1 いつものアパートで



 「すごいです!」

 「うん」

 「ヤバイよね」

 「うん」


 口々に寄せられる絶賛の嵐。あきらかにキシは困っていた。

 照れている、と言ってもいい。

 照れると困るはキシにとって限りなく同義だ。


 「これとか鳥肌ものですよ」

 「うん」

 「マジヤバイね」

 「うん」


 だよね、とわたしも二人に頷きかえした。

 スミとマナカ。

 二人の女子高生は、瞳を輝かせながら、ひっきりなしに喋り続けている。


 「胸に刺さるっていうか、言葉にならないっていうか」

 「うん」

 「天才です。絶対」


 惜しみない賛辞の先に、壁に立て掛けたいくつかのキャンバスがある。


 角が樹木のようにのびた青白い鹿。

 虹を呑み込んだ巨大な像。

 仰ぎ見る黄金のシーラカンス。


 どれもキシの描いた油彩画だ。


 わたしやキシが講師を務めるシミズ絵画教室の生徒を呼んでの、個人的なデッサン会は、いつの間にかキシの個展になりかわっていた。


 開催場所はわたしのアパート。


 人懐っこい生徒――マナカに「遊びに行きたい」と催促され、快気祝いをかねて仲の良い彼女たちをアパートに招待したのだ。


 もともとマナカは教室の生徒ではなかったけれど、スミと同じく進路を美術関係に絞ったらしく、先週から同じ教室で肩を並べるようになっていた。


 梅雨の終わり頃。わたしは地下鉄の階段から転がり落ちて骨折した。入院したわたしを見舞ってくれたのがスミとマナカの二人だった。
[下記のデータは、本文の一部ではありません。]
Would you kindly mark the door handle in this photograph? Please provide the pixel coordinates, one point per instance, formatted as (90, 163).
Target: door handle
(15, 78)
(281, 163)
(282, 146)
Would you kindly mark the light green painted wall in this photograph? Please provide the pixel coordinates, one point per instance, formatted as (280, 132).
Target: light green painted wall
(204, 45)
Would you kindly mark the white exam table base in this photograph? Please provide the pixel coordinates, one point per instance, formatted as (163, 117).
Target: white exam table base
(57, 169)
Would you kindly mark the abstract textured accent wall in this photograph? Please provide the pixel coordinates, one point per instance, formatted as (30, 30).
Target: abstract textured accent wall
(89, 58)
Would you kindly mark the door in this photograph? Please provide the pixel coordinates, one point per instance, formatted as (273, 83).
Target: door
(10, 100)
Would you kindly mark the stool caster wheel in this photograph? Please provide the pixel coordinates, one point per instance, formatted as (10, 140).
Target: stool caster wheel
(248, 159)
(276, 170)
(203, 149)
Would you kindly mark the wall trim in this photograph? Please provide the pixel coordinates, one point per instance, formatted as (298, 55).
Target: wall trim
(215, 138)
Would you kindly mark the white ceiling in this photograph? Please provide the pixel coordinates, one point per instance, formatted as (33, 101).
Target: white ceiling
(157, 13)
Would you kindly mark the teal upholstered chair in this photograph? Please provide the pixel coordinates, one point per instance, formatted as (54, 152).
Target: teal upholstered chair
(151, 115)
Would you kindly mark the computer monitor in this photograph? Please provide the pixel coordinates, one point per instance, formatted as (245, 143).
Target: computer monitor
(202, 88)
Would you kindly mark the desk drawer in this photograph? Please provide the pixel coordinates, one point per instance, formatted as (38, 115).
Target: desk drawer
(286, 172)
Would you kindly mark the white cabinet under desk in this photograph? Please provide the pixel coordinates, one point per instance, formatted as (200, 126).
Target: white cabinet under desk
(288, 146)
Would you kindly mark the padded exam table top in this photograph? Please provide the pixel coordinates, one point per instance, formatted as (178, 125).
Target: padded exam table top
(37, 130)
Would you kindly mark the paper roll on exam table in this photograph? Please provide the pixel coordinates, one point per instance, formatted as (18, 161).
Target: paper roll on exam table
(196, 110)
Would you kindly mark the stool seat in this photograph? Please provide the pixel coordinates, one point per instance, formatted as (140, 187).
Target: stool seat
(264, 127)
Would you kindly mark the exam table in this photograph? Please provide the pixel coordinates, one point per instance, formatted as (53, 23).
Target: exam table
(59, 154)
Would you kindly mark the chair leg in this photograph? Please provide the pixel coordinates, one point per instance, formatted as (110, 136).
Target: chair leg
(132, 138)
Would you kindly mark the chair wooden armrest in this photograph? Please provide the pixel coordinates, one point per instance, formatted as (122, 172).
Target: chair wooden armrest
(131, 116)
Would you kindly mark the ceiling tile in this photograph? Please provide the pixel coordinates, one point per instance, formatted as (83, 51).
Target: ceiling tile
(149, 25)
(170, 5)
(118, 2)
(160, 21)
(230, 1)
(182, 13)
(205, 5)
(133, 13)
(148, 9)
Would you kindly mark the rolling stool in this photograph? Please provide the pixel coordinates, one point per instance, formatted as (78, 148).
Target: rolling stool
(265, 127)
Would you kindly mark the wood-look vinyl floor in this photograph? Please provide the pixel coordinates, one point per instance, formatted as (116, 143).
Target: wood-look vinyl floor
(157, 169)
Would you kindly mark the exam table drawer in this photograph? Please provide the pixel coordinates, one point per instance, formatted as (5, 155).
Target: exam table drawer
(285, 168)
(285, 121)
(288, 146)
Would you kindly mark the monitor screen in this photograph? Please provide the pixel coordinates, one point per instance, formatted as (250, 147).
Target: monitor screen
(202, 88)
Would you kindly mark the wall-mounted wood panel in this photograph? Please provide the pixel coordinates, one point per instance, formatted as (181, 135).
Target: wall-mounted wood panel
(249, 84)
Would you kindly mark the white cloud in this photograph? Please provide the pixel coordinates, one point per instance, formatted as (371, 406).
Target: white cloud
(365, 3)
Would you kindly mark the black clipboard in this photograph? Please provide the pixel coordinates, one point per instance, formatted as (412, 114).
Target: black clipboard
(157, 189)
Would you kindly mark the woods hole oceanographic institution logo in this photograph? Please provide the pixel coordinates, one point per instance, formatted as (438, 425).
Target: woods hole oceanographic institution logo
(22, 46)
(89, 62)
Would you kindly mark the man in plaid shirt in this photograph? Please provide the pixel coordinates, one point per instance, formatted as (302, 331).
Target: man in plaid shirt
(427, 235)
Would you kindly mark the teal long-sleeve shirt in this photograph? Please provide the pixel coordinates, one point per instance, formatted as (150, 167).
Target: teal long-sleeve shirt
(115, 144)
 招待が快気祝いを兼ねているのは、その時のギプスが外れたからだ。


 久しぶりに見るわたしの左腕は青白くほっそりとしていた。使わない間に筋肉がそげてしまったらしい。たった一か月でこうも変わるものなのかと、自分でも驚嘆した。少しずつ動かして筋力を戻すように医師から言われている。


 わたしは左手をぐーぱーさせながら振り返った。

 振り返った先に、イルマがいた。


 いつものアパートの、いつもの屋根裏、いつもの窓辺で、黒猫を撫でながら、イルマは例の如く空気に徹していた。


 第三者の存在がイルマを空気にする。


 キシと女子高生二人の存在が、イルマを限りなく無色に染めた。

 彼はまるで昼寝している猫みたいに静かだった。

 周りが騒がし過ぎるのだろう。

 それくらい女子高生たちは絶え間なく喋り続けた。もっとも、喋っているのはマナカのほうで、大人しいスミは「うん」しか言っていないのだけれど。


 正確に言えば、スミは会話の輪から締め出されていた。

 マナカはキシやわたしにしか話しかけないのだ。


 スミが話しかけてもマナカは返事をしない。そっぽを向いたまま聞こえないふりをするか、かぶせるように全く別の話題を振る。

 あたかもスミが存在しないように振る舞う。それでいて気紛れにじゃれついては、無邪気な笑顔をスミにも向けた。